Long ago, when I had just arrived in France and was working with IBM, a French colleague told me a trivial parable that illustrates perfectly a fundamental difference in mentality between the French and Americans. In the USA, when a humble working citizen sees a rich man driving by in a fabulous automobile, he says to himself, inevitably: "What must I do in order to own a vehicle like that?" In France, in a similar situation, the humble working citizen is likely to say to himself: "Why the hell is that son of a bitch parading around in a flashy vehicle instead of driving a cheap old car like the rest of us?" Well, the following banal photo has provided a pretext for demonstrating that this mentality still exists in France, indeed more than ever… no doubt as a reaction to the bling-bling behavior of the present president.
We see Dominique Strauss-Kahn—current president of the IMF [International Monetary Fund]—and his wife Anne Sinclair about to step into a Porsche driven by their friend Ramzi Khiroun. This photo was taken on 28 April 2011 in front of the Parisian residence of the Strauss-Kahn couple, who have been living in Washington over the last three and a half years.

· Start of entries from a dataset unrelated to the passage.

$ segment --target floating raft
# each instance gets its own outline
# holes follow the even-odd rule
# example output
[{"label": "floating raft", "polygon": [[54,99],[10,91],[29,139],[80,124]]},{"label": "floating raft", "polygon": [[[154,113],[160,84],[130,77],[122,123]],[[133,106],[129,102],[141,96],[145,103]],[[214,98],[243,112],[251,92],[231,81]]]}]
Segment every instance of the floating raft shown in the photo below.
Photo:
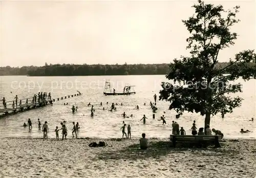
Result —
[{"label": "floating raft", "polygon": [[131,94],[135,94],[136,92],[130,92],[130,93],[105,93],[103,92],[103,94],[105,95],[129,95]]},{"label": "floating raft", "polygon": [[116,93],[115,88],[111,87],[110,82],[105,82],[105,87],[103,94],[105,95],[130,95],[131,94],[135,94],[136,93],[134,91],[134,85],[131,85],[129,84],[126,84],[123,88],[123,92]]}]

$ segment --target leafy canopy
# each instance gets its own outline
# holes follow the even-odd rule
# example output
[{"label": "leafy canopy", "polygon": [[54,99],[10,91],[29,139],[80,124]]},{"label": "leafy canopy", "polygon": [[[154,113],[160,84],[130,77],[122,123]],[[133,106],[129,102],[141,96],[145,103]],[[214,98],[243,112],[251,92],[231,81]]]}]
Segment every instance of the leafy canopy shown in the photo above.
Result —
[{"label": "leafy canopy", "polygon": [[[240,7],[225,11],[222,5],[199,0],[193,7],[195,14],[182,20],[191,35],[186,39],[190,56],[182,56],[169,64],[170,72],[166,77],[174,82],[162,83],[160,100],[169,101],[169,109],[179,115],[184,111],[206,115],[209,124],[211,115],[221,113],[224,117],[241,105],[242,98],[226,94],[242,92],[242,85],[229,82],[240,77],[255,78],[256,55],[253,50],[243,51],[226,67],[216,67],[221,50],[233,45],[238,36],[230,32],[230,27],[240,21],[236,17]],[[249,68],[251,62],[254,65]]]}]

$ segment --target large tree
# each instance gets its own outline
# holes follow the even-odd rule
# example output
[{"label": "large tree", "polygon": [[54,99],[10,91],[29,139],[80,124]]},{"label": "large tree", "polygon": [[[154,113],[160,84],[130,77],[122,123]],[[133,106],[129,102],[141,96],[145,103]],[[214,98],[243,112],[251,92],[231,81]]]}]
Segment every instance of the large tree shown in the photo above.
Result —
[{"label": "large tree", "polygon": [[166,77],[173,82],[162,83],[159,99],[169,101],[169,109],[180,116],[185,111],[205,116],[206,126],[211,116],[221,113],[224,117],[241,105],[243,98],[228,94],[242,92],[241,84],[229,82],[240,77],[256,78],[256,55],[253,50],[243,51],[230,59],[227,66],[217,67],[219,53],[237,39],[230,27],[239,21],[236,15],[240,7],[225,11],[222,5],[199,0],[193,7],[195,14],[182,20],[190,34],[186,39],[190,55],[175,59],[169,64],[170,72]]}]

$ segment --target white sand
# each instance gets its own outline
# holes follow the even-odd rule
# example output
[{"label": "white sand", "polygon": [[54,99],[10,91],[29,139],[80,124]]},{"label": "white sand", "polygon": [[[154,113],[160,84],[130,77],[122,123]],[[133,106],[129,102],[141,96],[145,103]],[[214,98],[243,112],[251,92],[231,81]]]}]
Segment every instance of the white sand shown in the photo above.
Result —
[{"label": "white sand", "polygon": [[222,143],[221,148],[168,147],[150,140],[104,140],[113,147],[90,148],[100,139],[0,138],[0,176],[28,177],[254,177],[256,141]]}]

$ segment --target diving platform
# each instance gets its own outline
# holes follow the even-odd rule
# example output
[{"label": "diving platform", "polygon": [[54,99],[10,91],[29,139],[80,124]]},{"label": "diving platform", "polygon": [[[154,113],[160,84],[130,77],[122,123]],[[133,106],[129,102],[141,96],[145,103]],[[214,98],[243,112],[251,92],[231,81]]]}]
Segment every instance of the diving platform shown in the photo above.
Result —
[{"label": "diving platform", "polygon": [[131,85],[129,84],[126,84],[123,88],[122,93],[116,93],[115,88],[113,88],[111,86],[110,82],[105,82],[103,95],[130,95],[131,94],[135,94],[136,93],[134,90],[134,87],[135,85]]}]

So, what's so exceptional about this photo? It is becoming more and more apparent that DSK (as he's generally called in France) will in fact be stepping down soon from his IMF job in order to become a candidate of the Parti socialiste in next year's French presidential election. And voting-opinion polls have indicated that DSK is highly likely to win. In other words, that left-wing individual seen stepping into a black Porsche could well be the future president of the French République. And that's why many French people have been annoyed by that photo. Why? Well, it's morally wrong for a leftist Frenchman to move around Paris in a luxury automobile! The photo transmits an incoherent message of the way in which a leftist presidential candidate should be behaving. It would have been infinitely better to see the Strauss-Kahn couple (who, in fact, are quite wealthy) catching a cab, or maybe even stepping into the Paris métro.
Political anecdote. During the 1974 presidential election (mentioned in my previous post, about the red Coluche roses), the journalist Françoise Giroud embarrassed Valéry Giscard d'Estaing by asking him if he knew the current price of a métro ticket. He had no idea, in fact, but that didn't prevent him from being elected. On the other hand, his haughty aloofness with respect to the realities of the ordinary people's existence probably played a role in Giscard's defeat in 1981. In any case, ostentatious signs of wealth (particularly when the wealth in question is basically money-based and recently-acquired) can be a handicap for would-be political leaders in France.
I wonder what they would say if he were to drive a Trabi (could become one day an expensive classic car) or a Dacia.
ReplyDeleteFrench had always problems with people earning a lot of money. Maybe it is a question of religion. I never encountered this kind of problem with people coming from countries where protestantism is the main religion.